La historia de la eternidad

Entra un pensamiento

    Su origen es incierto,

pero ha entrado al núcleo de este instante

    y llena este irrevocable momento

 con la substancia de una suspirada realidad.

 

 Se va.

   Los ojos miran sin esfuerzo

      Capturan el reflejo de una luz

despojan la sombra del vacío

   y transforman este segundo en:

                           percepción.

 

 Escuchas las manos del reloj;

    se repite el sonido de cada pauta

un latido por cada descanso de la aguja

               agrega un grano de polvo

 

al ponto sin fondo, llamado: Tiempo.

 

Se anuncia el recuerdo

      la visita a un rincón casi olvidado

se hunden las puntas de cada nervio

        penetras la nube de la memoria

el fantasma del ayer, vive sigilosamente;

                luego: se va.

 

Llegan las cosas y parten, se dividen

            se separan en hilos que ya no alcanzamos

regresan gemelos de hábitos una vez desistidos,

          nacen cambios para nuevas incógnitas.

 

Lenta,  deslizante se forma la eternidad.

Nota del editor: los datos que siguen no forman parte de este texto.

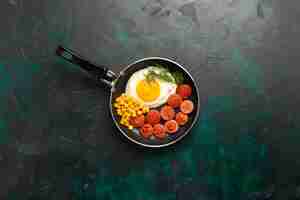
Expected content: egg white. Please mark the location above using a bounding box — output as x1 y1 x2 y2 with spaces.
125 67 177 108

        No excluye lo fútil, recoge todo,

cada migaja de sentimiento, colecciona 

          el aburrimiento, la soledad, el recuerdo,

se nutre con las vidas de insectos y humanos,

            seduce todo a tomar una pequeña porción

 de su,

     inmensidad.

 

 

 

 

Cerca del hondo

 

 

Carecer de percepciones

   ahogarse en la oscuridad escondida

bajo los párpados sellados

abrigarse con el terciopelo de silencio

  la medianoche residente en mis entrañas

        una isla intangible

libre del tiempo

      envolviendo una identidad inidentificable

vibrando con tonos subjetivos

tomando vuelo sobre abismos familiares

      derritiéndome en la inercia

presente deseo de totalidad

      suspendido en el gran hueco

inexistente, flotante, espontánea profundidad 

descansando bajo las sombras de la mente.